Boldea Andreea și Păun Paul / Liceul Teoretic Zimnicea / România / Filip Antonela Peleș Kraliyet Kalesi, teraslar üzerine kurulu bahçelerle son derece güzel bir manzara ile çevrili, tümü sık ormanların kenarında, biriktirdiği zenginliklerle çok etkileyici: eski ve yeni tuvaller, eski mobilyalar, silahlar, her türlü merak, her şey iyi bir şekilde yerleştirilmiş. Rehber ona tüm şatoyu gösterdi ve ardından onu iyi tat, kalite ve zarafetle karakterize lezzetli bir kraliyet öğle yemeği yemesini bekleyen Romanya Prensesi Margareta'ya götürdü. Fırında kaz, tavuk ciğeri, biberiye, kuru erik, limon ve şekerlenmiş meyve, sülün dolması, şişte geyik, fırın keklik ve daha birçok et yemeği, çeşitli kekler ve en iyi şaraplar. Nasreddin Hoca bu harika öğle yemeğini bir kadeh şarap, keyifli bir sohbet ve seçkin bir arkadaş eşliğinde yaşadı. Öğle yemeğinden sonra Nasreddin, Pelişor'daki Altın Oda'da dinlenmeye davet edildi.

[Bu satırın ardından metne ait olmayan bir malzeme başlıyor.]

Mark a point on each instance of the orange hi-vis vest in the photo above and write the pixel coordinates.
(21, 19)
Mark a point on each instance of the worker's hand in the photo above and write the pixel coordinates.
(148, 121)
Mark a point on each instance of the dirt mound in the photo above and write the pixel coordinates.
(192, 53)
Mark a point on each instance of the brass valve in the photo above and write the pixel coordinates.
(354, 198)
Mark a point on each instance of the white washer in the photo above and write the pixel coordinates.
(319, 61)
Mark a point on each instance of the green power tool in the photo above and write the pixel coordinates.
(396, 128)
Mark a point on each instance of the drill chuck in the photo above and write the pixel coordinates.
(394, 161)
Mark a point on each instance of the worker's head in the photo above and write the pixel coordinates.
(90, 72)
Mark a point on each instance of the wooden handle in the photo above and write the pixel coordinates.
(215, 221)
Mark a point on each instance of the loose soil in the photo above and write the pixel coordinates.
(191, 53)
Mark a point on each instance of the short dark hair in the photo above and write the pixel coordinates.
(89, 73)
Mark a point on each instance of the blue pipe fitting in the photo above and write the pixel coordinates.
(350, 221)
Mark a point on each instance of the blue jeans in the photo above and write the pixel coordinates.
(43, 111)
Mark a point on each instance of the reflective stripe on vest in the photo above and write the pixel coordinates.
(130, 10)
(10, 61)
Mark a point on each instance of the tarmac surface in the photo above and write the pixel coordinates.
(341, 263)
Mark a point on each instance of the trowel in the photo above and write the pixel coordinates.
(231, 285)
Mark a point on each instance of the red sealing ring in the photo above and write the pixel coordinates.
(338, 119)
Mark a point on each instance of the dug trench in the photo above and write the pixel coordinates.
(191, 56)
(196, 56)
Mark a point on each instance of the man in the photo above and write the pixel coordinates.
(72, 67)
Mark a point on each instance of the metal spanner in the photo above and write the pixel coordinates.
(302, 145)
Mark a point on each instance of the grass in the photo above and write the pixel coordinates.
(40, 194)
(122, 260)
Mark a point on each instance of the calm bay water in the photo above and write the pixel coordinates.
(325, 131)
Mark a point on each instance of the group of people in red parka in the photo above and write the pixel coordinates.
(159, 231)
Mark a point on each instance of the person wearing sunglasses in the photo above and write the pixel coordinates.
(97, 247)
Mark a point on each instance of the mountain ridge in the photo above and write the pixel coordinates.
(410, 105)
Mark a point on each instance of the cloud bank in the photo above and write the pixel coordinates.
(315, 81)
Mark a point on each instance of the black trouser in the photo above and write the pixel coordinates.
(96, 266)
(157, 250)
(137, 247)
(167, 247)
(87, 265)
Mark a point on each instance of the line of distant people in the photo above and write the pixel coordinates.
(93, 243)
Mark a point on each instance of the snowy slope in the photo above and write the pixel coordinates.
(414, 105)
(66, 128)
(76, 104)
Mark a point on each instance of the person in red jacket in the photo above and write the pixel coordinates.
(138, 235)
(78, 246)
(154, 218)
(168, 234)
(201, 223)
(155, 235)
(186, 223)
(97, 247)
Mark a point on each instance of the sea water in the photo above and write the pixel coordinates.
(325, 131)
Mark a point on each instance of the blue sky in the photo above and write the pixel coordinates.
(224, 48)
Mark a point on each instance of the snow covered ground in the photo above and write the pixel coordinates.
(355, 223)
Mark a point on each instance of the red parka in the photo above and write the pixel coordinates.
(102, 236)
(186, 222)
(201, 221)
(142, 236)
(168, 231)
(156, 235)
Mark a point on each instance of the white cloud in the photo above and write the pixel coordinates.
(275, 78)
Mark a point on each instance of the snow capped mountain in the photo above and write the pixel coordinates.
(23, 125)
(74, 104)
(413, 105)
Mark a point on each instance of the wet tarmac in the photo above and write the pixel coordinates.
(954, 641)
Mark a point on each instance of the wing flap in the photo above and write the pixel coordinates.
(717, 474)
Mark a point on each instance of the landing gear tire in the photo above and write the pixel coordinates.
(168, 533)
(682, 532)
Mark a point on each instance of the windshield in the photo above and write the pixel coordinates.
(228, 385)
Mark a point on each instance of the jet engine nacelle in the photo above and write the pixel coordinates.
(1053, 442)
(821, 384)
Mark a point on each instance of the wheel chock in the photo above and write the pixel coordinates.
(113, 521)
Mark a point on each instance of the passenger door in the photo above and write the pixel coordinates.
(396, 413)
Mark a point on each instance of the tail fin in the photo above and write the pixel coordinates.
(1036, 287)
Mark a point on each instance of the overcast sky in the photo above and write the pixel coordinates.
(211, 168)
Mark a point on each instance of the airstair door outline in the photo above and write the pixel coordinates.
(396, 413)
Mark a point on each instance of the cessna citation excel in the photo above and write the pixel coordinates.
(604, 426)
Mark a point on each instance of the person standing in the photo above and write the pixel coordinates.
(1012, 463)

Căprescu Christian și Pipa Marius / Liceul Teoretic Zimnicea / România / Filip Antonela Nasreddin Hoca yine sallanarak uyandı ama şimdi sanki yüzüyor gibiydi. Havaya kalkıyormuş gibi hissediyordu ama nasıl yapacağını bilmiyordu. Korkuyla yüzüğün onda olup olmadığını kontrol ediyor ve parmağında olduğunu görünce sakinleşiyor. Daha yakından bakar ve kostümler giymiş ve politik konuları tartışan birkaç kişiyle birlikte bir asansörde olduğunu fark eder. Adamlardan biri, \"Bükreş'teki Romanya Parlamento Sarayı'ndasınız\" dedi. \"Lütfen bana bu yapı hakkında daha fazla bilgi verebilir misiniz?\" Hoca sordu. \"Elbette,\" dedi. “Parlamento Sarayı 365.000 metrekarelik bir alana yayılıyor, 270 metreye 245 metre ölçülerinde, 84 metre yüksekliğinde ve yerin 92 metre altında, 9'u yüzeyde ve diğer 9'u yer altında.”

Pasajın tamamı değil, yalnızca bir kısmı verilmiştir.